Seeking medical treatment and legal help can establish a clearer picture of exactly what you suffered, which then allows us to seek compensation that matches that suffering.
You Need to Account for Long-Term Care as well as Your Current Injury
Similarly, back injuries can range from temporarily uncomfortable to permanently debilitating. Damages are meant to cover both current expenses and future costs and losses. Spinal cord injuries require stays in hospitals and care facilities, with the National Spinal Cord Injury Statistical Center (NSCISC) estimating 11 days of acute hospital care and 31 days in a rehabilitation center.
That is just the immediate expense, not including long-term care. Even soft tissue or disk injuries carry the risk of recurrence later—something damages can take into account.
As a result, comparing a minor neck strain to a fractured vertebra or a back sprain to a spinal cord injury is not helpful in understanding your possible settlement amount. Your injury reflects what happened specifically to you, and so should your damages.
Non-Economic Damages Can Impact Your Settlement Amount
Medical costs are considered economic losses — they are a specific amount of money you paid for bills related to the injury. Non-economic losses are also a part of your settlement and can vary as well, depending on your circumstances. Damages for these losses include:
- Pain and suffering
- Changes to lifestyle
- Lost income
- Changes to your ability to work
- Loss of consortium (companionship)
The pain and suffering awarded to someone with a permanent spinal cord injury will be vastly different than those awarded to a whiplash victim. Likewise, our team can help determine how your neck or back injury will impact your work and independence. Part of this process may involve consulting medical specialists, actuaries, and other experts to fully understand what income you are likely to lose over your lifetime as a result of a permanent injury.
Don’t Forget Your Dependents in Your Claim
Family is not neglected in calculating a settlement. Dependents will be considered in your compensation, as their financial well-being is tied to your health. Likewise, settlements can offer damages for loss of consortium — changes to your intimate relationship with your spouse or your ability to interact with other family members.

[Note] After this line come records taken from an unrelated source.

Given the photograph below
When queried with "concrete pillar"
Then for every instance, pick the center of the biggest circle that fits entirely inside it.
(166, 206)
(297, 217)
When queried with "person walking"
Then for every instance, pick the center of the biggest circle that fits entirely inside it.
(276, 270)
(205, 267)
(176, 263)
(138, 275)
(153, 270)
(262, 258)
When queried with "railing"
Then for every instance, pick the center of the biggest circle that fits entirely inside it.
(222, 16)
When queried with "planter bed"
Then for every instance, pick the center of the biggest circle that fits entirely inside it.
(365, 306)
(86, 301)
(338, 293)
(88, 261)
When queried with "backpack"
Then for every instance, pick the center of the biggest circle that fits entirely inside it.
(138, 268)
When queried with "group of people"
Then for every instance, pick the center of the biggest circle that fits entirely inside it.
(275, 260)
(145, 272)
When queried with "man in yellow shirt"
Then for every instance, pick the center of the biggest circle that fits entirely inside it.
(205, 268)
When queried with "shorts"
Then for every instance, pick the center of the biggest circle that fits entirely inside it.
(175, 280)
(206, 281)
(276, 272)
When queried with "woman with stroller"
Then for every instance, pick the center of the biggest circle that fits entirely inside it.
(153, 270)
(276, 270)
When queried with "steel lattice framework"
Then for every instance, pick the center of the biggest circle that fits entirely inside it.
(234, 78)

Settling or Going to Trial
Your personal choice to settle with an insurance company or liable party out of court can also impact how much you receive. The settlement amount is frequently a reason cases proceed to trial, especially if the liable party’s offers are too low to accommodate your needs and losses. A higher settlement may be awarded by a judge or jury, but the ultimate amount is out of your control if you go to court.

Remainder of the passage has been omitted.